You’re right that fires can be very beneficial and healthy to a forest or ecosystem if they are relatively small and relatively regular — a small, regular fire clears out dead plants and undergrowth without damaging healthy trees or wiping out wildlife… but a fire that gets too hot or too large fire just burns everything from top to bottom and the forest can take decades to recover.
For a long time, the practice in North America was basically to fight fires at all costs. Part of this was a chauvinistic desire to “be more civilized” than the indigenous/first nations who regularly practiced burning, part of it was that fires threatened the colonial enterprises of mining, railroads, timber, etc., and part was just a normal human impulse to see a fire and want to put it out before it gets worse. This was bad for a lot of reasons, but it also left a lot of forests that are simply overgrown and riddled with decades and decades of fuel that otherwise would have burnt away — so now, when they burn, they tend to quickly move past healthy into just overwhelming and destructive.

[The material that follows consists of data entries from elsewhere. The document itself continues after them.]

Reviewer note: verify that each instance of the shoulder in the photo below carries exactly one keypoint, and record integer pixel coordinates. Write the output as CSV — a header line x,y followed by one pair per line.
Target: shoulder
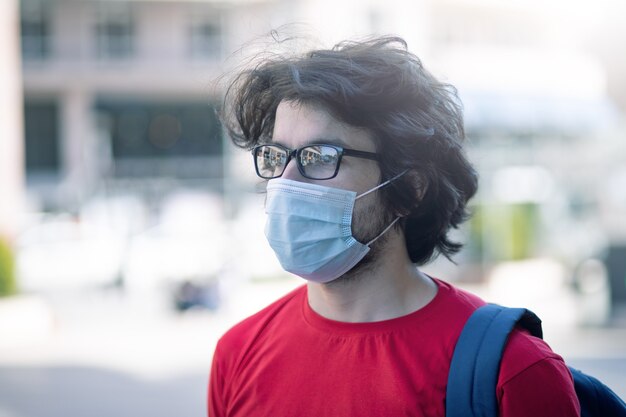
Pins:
x,y
534,380
523,352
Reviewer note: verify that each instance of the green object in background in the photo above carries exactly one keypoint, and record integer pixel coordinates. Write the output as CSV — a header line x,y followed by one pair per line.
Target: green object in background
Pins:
x,y
504,232
8,284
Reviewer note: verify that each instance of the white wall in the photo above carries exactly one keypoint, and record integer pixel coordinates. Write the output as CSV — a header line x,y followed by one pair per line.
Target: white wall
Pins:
x,y
11,148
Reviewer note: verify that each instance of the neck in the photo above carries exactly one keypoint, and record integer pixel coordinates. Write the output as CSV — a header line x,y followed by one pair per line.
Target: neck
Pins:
x,y
391,287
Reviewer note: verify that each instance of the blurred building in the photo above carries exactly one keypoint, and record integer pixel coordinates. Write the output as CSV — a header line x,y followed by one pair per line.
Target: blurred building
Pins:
x,y
120,96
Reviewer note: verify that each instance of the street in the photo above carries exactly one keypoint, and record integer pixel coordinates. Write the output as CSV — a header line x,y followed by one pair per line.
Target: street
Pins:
x,y
111,355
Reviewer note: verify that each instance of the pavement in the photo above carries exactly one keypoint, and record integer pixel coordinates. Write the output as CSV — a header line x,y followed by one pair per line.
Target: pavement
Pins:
x,y
104,353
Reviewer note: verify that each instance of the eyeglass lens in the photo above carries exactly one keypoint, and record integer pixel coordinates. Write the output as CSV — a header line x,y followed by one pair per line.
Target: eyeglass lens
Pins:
x,y
316,161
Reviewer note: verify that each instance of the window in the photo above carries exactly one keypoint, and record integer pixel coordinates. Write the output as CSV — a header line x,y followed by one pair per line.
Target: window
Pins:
x,y
205,35
114,30
35,29
41,131
171,139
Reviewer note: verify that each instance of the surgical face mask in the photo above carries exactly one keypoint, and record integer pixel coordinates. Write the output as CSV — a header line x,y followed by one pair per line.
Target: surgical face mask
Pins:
x,y
309,228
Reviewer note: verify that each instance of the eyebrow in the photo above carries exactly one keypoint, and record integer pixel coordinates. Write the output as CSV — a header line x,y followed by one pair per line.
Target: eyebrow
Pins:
x,y
320,141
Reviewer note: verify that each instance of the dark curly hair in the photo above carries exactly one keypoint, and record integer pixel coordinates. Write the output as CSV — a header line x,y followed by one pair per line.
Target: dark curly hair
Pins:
x,y
415,120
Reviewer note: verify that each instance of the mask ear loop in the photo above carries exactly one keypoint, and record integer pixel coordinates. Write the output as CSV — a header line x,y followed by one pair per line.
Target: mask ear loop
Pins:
x,y
381,185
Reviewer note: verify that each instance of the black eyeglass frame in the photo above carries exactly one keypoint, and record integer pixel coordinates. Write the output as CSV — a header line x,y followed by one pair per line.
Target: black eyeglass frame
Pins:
x,y
296,152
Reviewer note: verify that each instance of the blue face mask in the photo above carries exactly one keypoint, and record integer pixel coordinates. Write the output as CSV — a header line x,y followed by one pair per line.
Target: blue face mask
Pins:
x,y
309,228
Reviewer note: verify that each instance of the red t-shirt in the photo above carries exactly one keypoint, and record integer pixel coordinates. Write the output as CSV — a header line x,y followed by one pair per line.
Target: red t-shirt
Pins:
x,y
288,361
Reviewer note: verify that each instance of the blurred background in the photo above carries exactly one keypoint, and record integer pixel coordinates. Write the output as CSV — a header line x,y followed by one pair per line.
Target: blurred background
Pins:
x,y
131,231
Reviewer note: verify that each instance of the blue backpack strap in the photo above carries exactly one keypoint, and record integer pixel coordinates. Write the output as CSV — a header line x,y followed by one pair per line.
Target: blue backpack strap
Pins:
x,y
596,399
476,360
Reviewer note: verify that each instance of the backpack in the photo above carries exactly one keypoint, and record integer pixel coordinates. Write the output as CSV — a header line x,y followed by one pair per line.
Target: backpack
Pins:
x,y
475,365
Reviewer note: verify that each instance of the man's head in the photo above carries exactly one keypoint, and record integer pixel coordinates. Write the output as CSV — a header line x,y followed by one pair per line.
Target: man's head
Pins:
x,y
408,118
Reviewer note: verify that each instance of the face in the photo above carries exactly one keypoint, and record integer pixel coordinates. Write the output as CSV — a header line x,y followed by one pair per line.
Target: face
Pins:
x,y
297,125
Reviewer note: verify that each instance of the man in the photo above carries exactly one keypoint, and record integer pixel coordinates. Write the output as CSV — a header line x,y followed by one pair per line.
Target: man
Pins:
x,y
362,150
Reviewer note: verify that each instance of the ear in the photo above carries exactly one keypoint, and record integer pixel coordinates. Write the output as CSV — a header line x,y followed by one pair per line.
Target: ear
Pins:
x,y
419,182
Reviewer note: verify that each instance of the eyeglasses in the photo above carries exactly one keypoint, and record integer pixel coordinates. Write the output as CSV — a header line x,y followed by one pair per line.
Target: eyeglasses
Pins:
x,y
315,161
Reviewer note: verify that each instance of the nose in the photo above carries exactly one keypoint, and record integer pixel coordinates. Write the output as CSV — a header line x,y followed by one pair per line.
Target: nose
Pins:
x,y
291,171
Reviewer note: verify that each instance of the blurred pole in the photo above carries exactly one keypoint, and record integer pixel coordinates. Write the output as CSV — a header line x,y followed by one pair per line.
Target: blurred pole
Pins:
x,y
11,113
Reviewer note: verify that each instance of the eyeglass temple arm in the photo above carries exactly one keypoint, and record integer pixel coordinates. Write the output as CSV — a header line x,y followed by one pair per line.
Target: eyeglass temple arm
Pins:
x,y
360,154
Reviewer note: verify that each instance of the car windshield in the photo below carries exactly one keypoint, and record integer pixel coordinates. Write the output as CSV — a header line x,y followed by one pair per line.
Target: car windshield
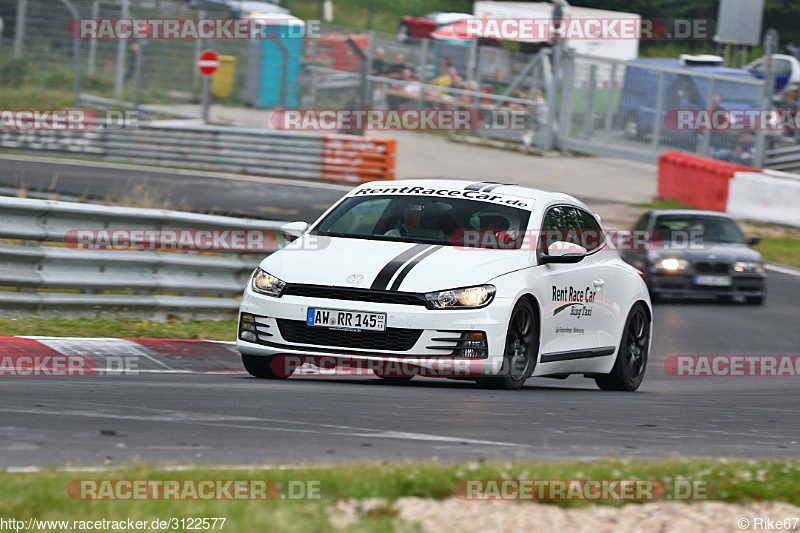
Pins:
x,y
423,219
697,228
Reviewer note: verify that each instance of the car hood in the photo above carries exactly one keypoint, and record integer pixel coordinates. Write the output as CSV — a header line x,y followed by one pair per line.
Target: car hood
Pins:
x,y
715,253
320,260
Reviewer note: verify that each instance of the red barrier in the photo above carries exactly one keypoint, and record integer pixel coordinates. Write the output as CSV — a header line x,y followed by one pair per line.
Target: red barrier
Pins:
x,y
696,181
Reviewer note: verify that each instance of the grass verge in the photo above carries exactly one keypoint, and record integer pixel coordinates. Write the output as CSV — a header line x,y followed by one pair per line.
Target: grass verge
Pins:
x,y
215,330
44,494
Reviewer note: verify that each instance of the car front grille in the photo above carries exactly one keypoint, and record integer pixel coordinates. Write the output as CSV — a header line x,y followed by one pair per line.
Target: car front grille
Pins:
x,y
704,267
356,295
393,339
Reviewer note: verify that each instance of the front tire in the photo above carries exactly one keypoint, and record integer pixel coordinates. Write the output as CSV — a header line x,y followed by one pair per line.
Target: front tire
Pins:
x,y
628,371
260,366
521,350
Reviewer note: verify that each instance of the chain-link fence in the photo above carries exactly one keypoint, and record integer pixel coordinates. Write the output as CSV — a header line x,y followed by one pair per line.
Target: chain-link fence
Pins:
x,y
533,94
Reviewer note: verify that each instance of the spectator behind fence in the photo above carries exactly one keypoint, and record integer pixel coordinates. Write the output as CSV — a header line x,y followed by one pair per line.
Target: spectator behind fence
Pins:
x,y
720,141
379,67
468,99
396,69
742,152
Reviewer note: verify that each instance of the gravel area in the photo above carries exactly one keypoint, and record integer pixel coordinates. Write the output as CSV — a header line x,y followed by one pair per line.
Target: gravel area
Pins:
x,y
454,515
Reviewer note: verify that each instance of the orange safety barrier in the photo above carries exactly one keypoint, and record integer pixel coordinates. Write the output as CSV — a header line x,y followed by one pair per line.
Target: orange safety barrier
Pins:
x,y
357,159
696,181
333,51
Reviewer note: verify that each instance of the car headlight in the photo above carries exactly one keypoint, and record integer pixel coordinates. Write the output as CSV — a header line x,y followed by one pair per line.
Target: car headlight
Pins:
x,y
468,298
748,266
672,264
266,283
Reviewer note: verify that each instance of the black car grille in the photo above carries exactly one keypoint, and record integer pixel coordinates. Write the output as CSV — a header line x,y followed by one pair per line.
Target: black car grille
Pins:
x,y
356,295
393,339
704,267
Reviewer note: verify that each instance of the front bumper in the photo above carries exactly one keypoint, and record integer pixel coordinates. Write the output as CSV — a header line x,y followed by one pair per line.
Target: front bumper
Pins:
x,y
682,284
413,332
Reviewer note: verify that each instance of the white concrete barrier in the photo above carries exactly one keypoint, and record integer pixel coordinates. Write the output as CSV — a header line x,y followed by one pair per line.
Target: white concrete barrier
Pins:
x,y
771,196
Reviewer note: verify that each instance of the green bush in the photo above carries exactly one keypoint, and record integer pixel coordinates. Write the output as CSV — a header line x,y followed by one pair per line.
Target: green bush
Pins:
x,y
13,72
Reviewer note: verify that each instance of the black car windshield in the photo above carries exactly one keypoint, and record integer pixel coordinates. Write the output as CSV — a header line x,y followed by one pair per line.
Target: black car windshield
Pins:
x,y
447,221
697,228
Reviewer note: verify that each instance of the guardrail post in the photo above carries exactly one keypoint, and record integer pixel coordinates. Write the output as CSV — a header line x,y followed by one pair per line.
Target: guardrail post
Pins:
x,y
705,140
19,37
119,79
610,103
589,117
659,110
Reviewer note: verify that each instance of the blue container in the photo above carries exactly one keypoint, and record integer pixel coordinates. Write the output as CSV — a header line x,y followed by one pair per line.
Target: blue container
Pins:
x,y
274,67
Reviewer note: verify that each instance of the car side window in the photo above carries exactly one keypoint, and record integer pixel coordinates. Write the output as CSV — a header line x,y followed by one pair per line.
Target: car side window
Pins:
x,y
561,223
592,236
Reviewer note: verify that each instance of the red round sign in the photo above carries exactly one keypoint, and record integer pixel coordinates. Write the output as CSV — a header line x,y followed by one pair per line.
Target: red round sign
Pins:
x,y
207,63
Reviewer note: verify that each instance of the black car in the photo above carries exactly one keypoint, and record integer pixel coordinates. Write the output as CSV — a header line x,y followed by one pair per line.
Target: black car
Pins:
x,y
697,253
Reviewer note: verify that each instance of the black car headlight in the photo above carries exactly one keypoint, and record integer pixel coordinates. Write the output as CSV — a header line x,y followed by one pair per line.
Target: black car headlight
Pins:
x,y
266,283
467,298
671,264
748,266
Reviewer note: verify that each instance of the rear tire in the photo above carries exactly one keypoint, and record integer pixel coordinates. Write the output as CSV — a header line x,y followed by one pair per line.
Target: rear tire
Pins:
x,y
521,350
260,366
631,363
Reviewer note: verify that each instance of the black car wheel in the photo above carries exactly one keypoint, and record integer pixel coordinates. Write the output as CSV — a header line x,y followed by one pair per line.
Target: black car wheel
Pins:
x,y
402,33
521,350
631,363
262,367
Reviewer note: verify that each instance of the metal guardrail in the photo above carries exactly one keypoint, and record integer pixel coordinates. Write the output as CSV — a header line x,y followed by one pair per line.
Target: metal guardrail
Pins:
x,y
786,158
30,275
275,153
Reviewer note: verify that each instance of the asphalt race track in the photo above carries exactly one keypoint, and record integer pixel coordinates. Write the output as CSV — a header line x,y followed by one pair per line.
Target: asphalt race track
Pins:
x,y
203,192
235,419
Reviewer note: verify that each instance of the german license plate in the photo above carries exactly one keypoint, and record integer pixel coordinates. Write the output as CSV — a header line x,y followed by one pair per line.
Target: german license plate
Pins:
x,y
713,281
352,320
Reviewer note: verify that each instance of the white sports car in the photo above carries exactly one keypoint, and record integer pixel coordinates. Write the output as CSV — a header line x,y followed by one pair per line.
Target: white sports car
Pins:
x,y
519,280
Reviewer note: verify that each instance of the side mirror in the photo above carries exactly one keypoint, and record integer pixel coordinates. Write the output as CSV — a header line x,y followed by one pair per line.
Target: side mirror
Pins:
x,y
561,252
293,230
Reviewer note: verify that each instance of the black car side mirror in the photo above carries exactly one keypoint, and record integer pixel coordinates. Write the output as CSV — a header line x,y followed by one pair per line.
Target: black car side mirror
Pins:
x,y
561,252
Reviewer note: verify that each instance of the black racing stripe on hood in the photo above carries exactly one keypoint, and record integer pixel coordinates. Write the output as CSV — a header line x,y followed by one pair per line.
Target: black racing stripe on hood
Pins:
x,y
385,275
406,269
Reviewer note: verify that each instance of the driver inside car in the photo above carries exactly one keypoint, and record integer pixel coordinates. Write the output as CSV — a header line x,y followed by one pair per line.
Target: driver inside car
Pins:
x,y
412,219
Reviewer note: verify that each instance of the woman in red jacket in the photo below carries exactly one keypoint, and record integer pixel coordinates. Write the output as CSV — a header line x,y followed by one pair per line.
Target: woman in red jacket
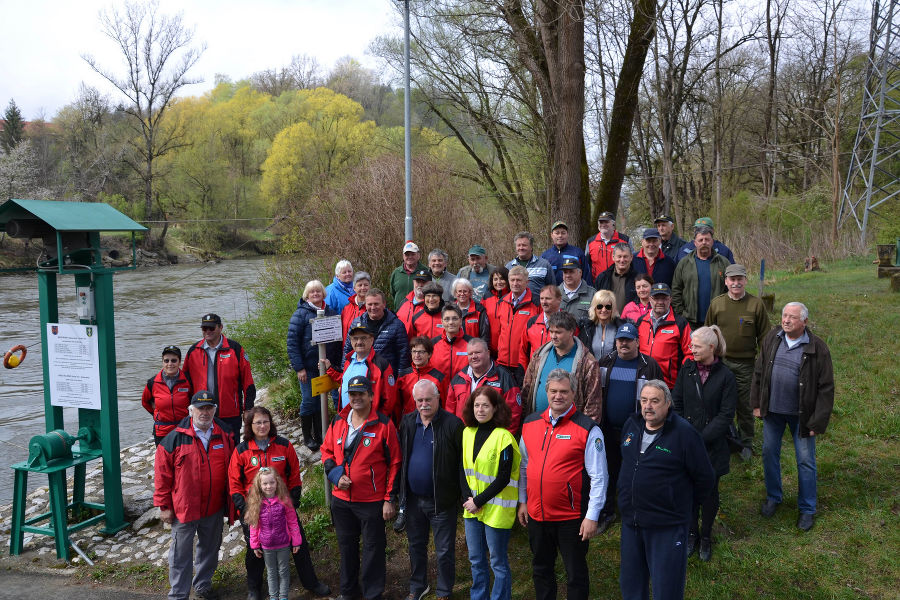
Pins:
x,y
167,394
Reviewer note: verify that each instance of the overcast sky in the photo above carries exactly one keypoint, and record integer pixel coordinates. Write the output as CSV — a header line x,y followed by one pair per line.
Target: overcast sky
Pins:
x,y
43,40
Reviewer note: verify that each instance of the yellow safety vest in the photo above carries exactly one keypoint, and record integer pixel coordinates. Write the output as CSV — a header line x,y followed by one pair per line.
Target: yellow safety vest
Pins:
x,y
500,511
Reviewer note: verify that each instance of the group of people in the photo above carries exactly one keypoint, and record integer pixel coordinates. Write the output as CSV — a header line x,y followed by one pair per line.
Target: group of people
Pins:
x,y
517,393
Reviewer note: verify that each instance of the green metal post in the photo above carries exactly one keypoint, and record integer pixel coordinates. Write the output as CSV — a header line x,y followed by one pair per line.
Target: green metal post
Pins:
x,y
109,413
49,310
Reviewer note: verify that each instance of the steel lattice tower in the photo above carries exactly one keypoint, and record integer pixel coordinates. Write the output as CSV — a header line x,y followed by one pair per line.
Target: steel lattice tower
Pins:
x,y
874,174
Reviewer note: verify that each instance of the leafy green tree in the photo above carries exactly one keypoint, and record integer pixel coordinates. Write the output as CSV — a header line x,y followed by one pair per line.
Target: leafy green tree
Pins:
x,y
13,128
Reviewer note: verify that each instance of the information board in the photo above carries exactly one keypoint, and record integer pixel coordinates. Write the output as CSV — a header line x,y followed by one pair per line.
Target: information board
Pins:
x,y
73,357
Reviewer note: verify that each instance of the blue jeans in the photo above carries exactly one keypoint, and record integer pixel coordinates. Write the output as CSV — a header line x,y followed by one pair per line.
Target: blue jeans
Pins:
x,y
805,453
481,539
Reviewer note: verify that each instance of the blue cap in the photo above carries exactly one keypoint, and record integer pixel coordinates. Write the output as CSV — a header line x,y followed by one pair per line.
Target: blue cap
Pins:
x,y
627,330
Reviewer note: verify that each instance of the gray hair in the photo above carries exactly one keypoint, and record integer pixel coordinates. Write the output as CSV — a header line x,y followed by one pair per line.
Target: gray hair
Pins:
x,y
341,265
804,312
427,383
702,230
524,234
661,386
561,375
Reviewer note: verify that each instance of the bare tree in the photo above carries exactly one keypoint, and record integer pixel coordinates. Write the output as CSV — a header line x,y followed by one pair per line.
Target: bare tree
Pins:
x,y
157,52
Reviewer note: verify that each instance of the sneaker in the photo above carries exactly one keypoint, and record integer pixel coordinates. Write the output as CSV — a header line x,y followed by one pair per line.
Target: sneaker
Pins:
x,y
768,507
400,522
705,549
805,522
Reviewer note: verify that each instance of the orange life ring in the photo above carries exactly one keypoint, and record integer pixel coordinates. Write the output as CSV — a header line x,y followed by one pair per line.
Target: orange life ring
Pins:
x,y
11,360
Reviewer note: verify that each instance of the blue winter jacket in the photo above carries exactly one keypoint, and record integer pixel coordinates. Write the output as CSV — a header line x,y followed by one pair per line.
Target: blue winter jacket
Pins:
x,y
302,353
391,342
338,294
660,487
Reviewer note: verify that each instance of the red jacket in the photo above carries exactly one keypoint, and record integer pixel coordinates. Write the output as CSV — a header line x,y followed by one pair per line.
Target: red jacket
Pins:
x,y
192,480
247,459
426,324
382,377
450,357
599,253
670,346
410,378
536,335
372,462
513,322
235,391
557,484
167,406
350,313
492,304
497,377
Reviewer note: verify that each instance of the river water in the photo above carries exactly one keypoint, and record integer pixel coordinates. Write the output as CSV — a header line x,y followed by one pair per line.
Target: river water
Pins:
x,y
154,307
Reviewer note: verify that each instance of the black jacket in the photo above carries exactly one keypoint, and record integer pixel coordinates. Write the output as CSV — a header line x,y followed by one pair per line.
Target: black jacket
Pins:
x,y
709,407
660,487
447,465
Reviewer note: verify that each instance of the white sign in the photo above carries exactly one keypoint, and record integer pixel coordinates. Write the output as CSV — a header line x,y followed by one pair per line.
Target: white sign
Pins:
x,y
327,329
74,359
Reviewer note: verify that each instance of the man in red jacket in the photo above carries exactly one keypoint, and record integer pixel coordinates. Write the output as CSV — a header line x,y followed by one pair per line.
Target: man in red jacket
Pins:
x,y
361,456
218,365
191,491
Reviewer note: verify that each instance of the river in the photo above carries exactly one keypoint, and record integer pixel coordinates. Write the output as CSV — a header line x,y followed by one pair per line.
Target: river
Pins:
x,y
154,306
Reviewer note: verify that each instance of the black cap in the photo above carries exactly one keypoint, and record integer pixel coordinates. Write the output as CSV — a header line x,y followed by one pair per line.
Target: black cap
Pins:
x,y
360,383
203,398
660,288
210,319
570,263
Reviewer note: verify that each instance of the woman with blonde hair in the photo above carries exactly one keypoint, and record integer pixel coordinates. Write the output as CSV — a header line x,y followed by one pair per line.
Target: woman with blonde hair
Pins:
x,y
705,394
598,331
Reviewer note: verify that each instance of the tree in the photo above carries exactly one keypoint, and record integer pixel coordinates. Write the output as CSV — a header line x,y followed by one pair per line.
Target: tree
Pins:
x,y
157,53
13,128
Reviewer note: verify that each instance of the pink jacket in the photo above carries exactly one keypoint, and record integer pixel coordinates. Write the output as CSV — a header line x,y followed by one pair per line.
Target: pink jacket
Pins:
x,y
634,310
278,526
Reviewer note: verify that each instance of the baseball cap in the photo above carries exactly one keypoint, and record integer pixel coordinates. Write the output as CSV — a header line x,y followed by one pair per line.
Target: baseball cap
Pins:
x,y
203,398
660,288
360,383
735,270
570,263
210,319
627,330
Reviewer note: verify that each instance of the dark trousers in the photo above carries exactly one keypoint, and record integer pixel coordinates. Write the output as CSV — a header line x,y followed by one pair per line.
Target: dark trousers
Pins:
x,y
708,511
236,424
655,555
421,517
352,520
302,560
548,537
613,437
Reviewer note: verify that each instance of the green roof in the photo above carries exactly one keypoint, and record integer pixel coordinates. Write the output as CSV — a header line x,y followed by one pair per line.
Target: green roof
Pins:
x,y
69,216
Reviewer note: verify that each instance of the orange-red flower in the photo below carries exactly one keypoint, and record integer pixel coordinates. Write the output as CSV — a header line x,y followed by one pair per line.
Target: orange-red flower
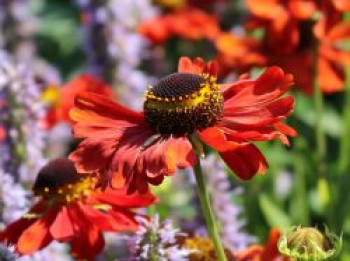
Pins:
x,y
302,35
269,252
62,99
282,21
139,148
188,23
237,54
69,210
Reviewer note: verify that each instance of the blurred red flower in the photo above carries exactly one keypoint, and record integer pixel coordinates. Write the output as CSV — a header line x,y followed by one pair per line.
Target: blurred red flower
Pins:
x,y
138,148
189,23
62,99
237,54
281,20
69,210
269,252
296,38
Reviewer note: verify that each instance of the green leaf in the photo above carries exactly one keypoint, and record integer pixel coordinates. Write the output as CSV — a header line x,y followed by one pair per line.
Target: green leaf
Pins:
x,y
274,215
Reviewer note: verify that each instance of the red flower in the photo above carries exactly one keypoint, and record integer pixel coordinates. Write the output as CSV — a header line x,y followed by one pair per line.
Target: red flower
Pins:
x,y
292,36
237,54
188,23
65,96
142,147
263,253
70,211
281,20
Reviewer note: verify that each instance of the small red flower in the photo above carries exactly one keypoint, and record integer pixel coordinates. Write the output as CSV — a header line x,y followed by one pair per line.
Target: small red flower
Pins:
x,y
138,148
188,23
282,21
69,210
237,53
263,253
65,96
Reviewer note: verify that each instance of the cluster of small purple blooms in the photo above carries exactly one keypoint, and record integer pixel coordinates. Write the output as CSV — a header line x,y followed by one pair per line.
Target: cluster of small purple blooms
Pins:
x,y
116,22
156,240
228,213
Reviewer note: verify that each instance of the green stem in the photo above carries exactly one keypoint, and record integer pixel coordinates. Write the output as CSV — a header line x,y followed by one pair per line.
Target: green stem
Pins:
x,y
320,135
319,106
208,213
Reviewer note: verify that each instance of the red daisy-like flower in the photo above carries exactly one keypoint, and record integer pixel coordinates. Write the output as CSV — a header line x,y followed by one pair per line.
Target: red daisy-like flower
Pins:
x,y
140,148
70,210
62,99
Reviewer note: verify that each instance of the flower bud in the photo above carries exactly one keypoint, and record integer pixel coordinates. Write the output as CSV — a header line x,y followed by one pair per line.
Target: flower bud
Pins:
x,y
309,244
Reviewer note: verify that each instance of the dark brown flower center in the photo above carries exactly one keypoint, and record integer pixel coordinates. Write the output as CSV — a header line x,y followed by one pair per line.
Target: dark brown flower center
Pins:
x,y
183,103
59,180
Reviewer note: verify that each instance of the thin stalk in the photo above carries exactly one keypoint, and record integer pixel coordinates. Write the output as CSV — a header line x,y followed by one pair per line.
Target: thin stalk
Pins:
x,y
321,142
344,142
320,134
208,213
341,209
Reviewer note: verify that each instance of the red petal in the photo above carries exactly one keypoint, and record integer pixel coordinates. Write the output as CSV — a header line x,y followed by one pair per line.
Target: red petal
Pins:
x,y
119,197
245,161
186,65
62,227
15,229
216,139
99,111
37,236
271,250
285,129
302,9
87,244
272,84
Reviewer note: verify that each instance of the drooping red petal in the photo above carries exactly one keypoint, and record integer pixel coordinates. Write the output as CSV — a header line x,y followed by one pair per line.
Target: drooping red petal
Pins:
x,y
103,221
62,227
216,138
36,236
87,244
119,197
269,86
302,9
186,65
246,160
271,249
258,116
15,229
100,111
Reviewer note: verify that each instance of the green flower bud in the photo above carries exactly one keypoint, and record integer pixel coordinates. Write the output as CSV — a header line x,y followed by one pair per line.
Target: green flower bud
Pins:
x,y
309,244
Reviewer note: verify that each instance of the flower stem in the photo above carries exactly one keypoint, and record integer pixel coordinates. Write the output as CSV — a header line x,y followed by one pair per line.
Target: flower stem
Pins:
x,y
208,213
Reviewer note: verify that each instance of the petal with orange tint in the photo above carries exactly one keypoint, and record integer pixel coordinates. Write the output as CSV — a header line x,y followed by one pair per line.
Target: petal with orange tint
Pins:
x,y
37,236
259,116
270,85
96,109
271,250
302,9
14,230
92,154
249,254
342,5
119,197
216,139
340,31
246,160
62,227
88,243
264,9
331,78
285,129
186,65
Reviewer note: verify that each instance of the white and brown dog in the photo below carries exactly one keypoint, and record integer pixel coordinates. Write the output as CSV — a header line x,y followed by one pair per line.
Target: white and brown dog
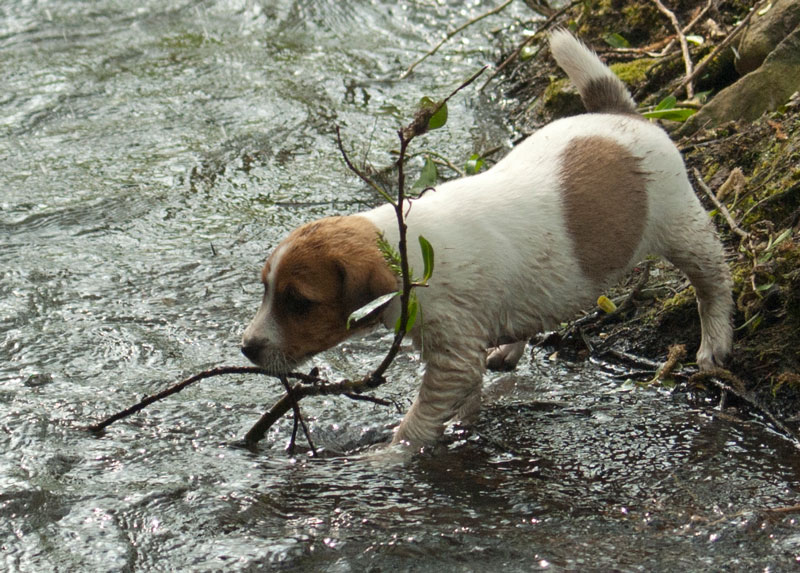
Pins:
x,y
518,248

Add in human expansion into more forested areas (this is especially bad in California) and climate change and you get a situation where forests are loaded with way more flammable material than they “ought” to have, they’re more likely to burn hot and fast due to drier conditions, and they are more likely to hit civilization because people keep moving into them.
That said, the Forest Service in the US has taken a much more “let natural burns happen” approach in the past decades, and it has helped improve the health of a lot of forests. The problem is given everything I said above, the window between “this is healthy so let it burn” and “its now out of control and threatening humans” is very small.